Commissioner Bill Chapman said it will now be up to the private beach property owners impacted by the county’s decision to end garbage collection at their homes or condominium complexes to remove trash from the beach.

SANTA ROSA BEACH — Walton County made good on its promise Tuesday to stop picking up trash along the beach in areas where private property owners have ordered vehicles not to travel.

County Attorney Sidney Noyes informed Walton’s commissioners at their meeting on the same day that the number of owners still insisting that Tourist Development Council vehicles stay off the white sand areas of their beaches had dropped to about 12.

Noyes said the most recent owner decisions to rescind no trespassing requests had allowed the TDC to map areas where it will continue service.

Trash collection will still occur from the Okaloosa County line east to about Topsail Hill Preserve State Park and from approximately Seacrest Beach east to the Bay County line, Noyes told the commissioners.

Noyes said there are also properties between Topsail Hill and Seacrest Beach where the TDC has determined trash can be picked up without traversing properties that have requested no vehicles be allowed.

“Where we can legally access the garbage we pick up the garbage,” Noyes said.

Commissioners voted to approve the new garbage collection maps Noyes provided for their consideration.

The decision to end garbage collection in some areas is more fallout from the implementation of HB 631, a bill that became law July 1 and eliminated a Walton County Customary Use Ordinance in place since October 2016.

Under the new law, coastal property owners have been given the right to determine who can or cannot traverse the dry sand areas of beach for which they hold deeds.

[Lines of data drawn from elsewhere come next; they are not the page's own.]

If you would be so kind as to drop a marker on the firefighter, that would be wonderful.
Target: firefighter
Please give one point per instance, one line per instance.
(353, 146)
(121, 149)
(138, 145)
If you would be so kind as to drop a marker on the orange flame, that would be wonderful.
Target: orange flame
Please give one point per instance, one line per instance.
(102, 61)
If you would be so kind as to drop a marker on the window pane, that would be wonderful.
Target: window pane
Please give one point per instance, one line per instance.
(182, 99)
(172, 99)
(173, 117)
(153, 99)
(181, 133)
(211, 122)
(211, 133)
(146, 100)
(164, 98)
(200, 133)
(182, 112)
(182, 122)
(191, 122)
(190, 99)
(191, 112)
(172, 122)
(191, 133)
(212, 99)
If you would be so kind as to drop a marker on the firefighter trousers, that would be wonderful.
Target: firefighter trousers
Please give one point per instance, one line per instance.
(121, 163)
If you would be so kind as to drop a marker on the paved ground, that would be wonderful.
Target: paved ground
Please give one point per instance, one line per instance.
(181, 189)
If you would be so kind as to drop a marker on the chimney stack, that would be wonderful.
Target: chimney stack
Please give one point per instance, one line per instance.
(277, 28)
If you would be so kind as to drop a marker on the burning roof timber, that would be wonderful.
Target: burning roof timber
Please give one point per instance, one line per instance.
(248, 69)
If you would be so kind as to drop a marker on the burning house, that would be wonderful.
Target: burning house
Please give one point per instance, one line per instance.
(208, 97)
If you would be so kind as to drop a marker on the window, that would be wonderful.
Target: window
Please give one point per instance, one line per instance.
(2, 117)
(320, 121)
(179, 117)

Attorneys for some of the landowners believe if county vehicles are allowed to continue to travel across private property the county will use that access to further an argument for customary use — the theory that beach property should be open to all as a right passed down through generations.

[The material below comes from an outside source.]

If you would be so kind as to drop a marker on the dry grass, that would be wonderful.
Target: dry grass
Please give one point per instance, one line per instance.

The county has announced it will hold a meeting Saturday, Sept. 8 to get public input and declare its intention to have a judge rule on whether customary use should apply to the county’s beaches. In its language, HB 631, which directly impacted only Walton County’s existing ordinance, provides the county a path to obtain such a declaration.

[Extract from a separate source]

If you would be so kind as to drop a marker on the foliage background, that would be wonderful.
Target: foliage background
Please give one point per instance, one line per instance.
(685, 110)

County Commissioner Tony Anderson said the private homeowners who requested no county vehicle trespass brought upon themselves what could become a garbage collection crisis.

“It’s not that we don’t want to pick up the garbage. We have been advised by counsel we will be sued,” he said.

“We cannot submit our employees to an uncomfortable situation,” added Commissioner Cecilia Jones.

Commissioner Bill Chapman said it will now be up to the private beach property owners impacted by the county’s decision to end garbage collection at their homes or condominium complexes to remove trash from the beach.

“It’s up to them as far as I’m concerned,” he said.

A TDC representative present told the county that the organization had been working with those owners who will feel an impact on “how to prepare themselves” for the garbage collection stoppage.

Those who allow trash to pile up on their properties will be in violation of county littering ordinances, Noyes told the commission.